The Court of Appeal responded to Ms Pace’s claims and referred to the case of Jackie Jordan v. British High Commission which was deemed by the Court to be rather similar to the case present before it since they are both pertinent to the principle of unequal treatment at the work place. Naturally, the Court of Appeal confirmed that on the basis of the facts of the case Ms Pace should be given a compensatory sum. The Court rebutted its conclusion by highlighting the fact that when a particular issue arises with respect to violations of fundamental human rights, the Court is duty bound to protect those rights which are specifically catered for by the Constitution of Malta and by the European Convention on Human Rights.
Moreover, the Court stated that the claimant was discriminated against since other employees who were also made redundant received a redundancy payment. Thus, the Court referred to the above mentioned case of Jordan and held that it is necessary to point out that Council Directive 2000/78/EC on Equal Treatment in Employment and Occupation, along with Council Directive 2000/43/EC on Racial Equality must be adhered to not just with regards to the conditions of work but also in conjunction with remuneration and termination issues.
Madam Justice Edwina Grima also agreed with the Tribunal’s decision with respect to the genuineness of the reasons of redundancy provided by the respondent.
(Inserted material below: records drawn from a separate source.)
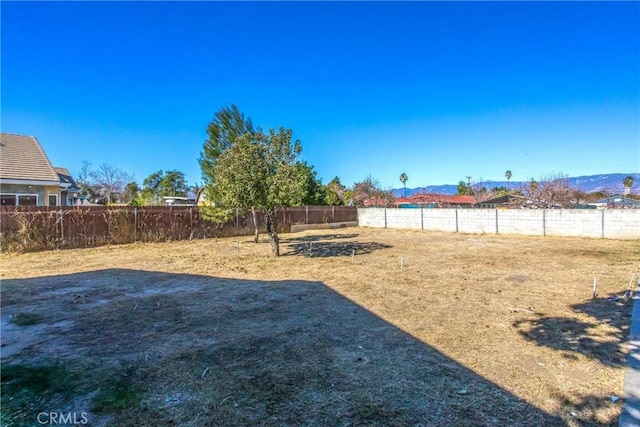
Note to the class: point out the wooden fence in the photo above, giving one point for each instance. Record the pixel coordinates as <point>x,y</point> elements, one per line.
<point>32,228</point>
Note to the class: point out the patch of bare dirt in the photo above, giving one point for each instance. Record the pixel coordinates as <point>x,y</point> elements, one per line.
<point>476,329</point>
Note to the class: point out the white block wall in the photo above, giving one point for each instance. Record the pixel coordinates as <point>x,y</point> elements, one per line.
<point>526,222</point>
<point>477,221</point>
<point>405,218</point>
<point>622,223</point>
<point>372,217</point>
<point>612,224</point>
<point>576,222</point>
<point>440,219</point>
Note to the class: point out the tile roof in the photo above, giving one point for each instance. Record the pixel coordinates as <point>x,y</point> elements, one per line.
<point>66,178</point>
<point>436,198</point>
<point>22,158</point>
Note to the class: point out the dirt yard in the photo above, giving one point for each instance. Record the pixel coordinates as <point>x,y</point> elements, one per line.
<point>474,330</point>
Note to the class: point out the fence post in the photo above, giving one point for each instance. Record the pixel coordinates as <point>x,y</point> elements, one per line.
<point>62,226</point>
<point>190,223</point>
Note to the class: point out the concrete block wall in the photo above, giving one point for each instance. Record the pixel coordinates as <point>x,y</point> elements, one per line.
<point>576,222</point>
<point>440,219</point>
<point>622,223</point>
<point>405,218</point>
<point>372,217</point>
<point>477,221</point>
<point>526,222</point>
<point>612,224</point>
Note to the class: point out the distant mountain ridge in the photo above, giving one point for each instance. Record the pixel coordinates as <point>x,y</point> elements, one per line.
<point>611,183</point>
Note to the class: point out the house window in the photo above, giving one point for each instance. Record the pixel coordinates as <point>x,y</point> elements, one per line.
<point>8,199</point>
<point>19,199</point>
<point>27,199</point>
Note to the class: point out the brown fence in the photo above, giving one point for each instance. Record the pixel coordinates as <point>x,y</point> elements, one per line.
<point>32,228</point>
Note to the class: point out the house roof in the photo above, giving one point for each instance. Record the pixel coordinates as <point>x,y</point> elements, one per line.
<point>23,159</point>
<point>436,198</point>
<point>66,178</point>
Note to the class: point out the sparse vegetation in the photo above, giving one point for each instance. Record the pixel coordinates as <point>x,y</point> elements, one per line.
<point>477,329</point>
<point>27,319</point>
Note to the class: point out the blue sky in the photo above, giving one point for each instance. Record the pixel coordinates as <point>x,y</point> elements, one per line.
<point>439,91</point>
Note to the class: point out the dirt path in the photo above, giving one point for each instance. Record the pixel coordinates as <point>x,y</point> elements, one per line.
<point>476,329</point>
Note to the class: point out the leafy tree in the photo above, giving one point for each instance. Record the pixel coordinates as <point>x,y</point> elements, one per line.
<point>550,192</point>
<point>110,181</point>
<point>403,179</point>
<point>261,171</point>
<point>104,184</point>
<point>336,193</point>
<point>131,191</point>
<point>226,127</point>
<point>370,193</point>
<point>161,184</point>
<point>316,192</point>
<point>463,188</point>
<point>628,183</point>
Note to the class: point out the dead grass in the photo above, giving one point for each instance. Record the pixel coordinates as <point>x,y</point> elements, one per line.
<point>477,329</point>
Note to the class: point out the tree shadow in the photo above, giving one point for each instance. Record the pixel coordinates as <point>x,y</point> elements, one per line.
<point>333,249</point>
<point>319,237</point>
<point>601,335</point>
<point>151,348</point>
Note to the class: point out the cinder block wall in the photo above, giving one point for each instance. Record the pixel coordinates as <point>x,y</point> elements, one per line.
<point>611,224</point>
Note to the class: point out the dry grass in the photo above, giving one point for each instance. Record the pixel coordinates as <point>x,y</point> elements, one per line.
<point>477,330</point>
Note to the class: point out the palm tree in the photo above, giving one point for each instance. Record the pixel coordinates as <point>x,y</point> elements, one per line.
<point>404,179</point>
<point>628,183</point>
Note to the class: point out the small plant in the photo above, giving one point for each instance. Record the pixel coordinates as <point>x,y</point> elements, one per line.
<point>27,319</point>
<point>117,394</point>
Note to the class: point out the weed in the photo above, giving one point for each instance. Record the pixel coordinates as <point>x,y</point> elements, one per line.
<point>27,319</point>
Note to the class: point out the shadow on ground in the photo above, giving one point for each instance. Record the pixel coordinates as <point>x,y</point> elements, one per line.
<point>600,336</point>
<point>316,246</point>
<point>147,348</point>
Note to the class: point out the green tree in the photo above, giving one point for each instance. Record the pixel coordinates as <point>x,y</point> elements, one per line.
<point>227,126</point>
<point>404,179</point>
<point>335,193</point>
<point>370,193</point>
<point>161,184</point>
<point>628,183</point>
<point>130,194</point>
<point>463,188</point>
<point>261,171</point>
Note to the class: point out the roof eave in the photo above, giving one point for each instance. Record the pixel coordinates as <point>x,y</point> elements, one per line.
<point>28,182</point>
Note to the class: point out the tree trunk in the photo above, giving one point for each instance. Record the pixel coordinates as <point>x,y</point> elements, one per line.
<point>255,224</point>
<point>271,222</point>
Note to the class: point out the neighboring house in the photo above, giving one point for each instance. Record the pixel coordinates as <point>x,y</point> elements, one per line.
<point>505,201</point>
<point>435,201</point>
<point>617,202</point>
<point>27,176</point>
<point>179,201</point>
<point>69,196</point>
It was concluded that proof was not presented to sustain Ms Pace’s claim that she was made redundant on ill-founded basis. In fact, a witness revealed documentary evidence confirming that the commercial section within the Commission was to be closed down due to commercial inactivity.
The Court of Appeal confirmed the Industrial Tribunal’s award of €35,000 in compensation as a result of unfair dismissal and discrimination towards Ms Pace. This award was confirmed on the basis that the Employment and Industrial Relations Act is bestowed with an element of economic and social protection towards employees. This awareness does not only emanate from the various Directives which have been implemented locally but also from the provisions of the Employment and Industrial Relations Act.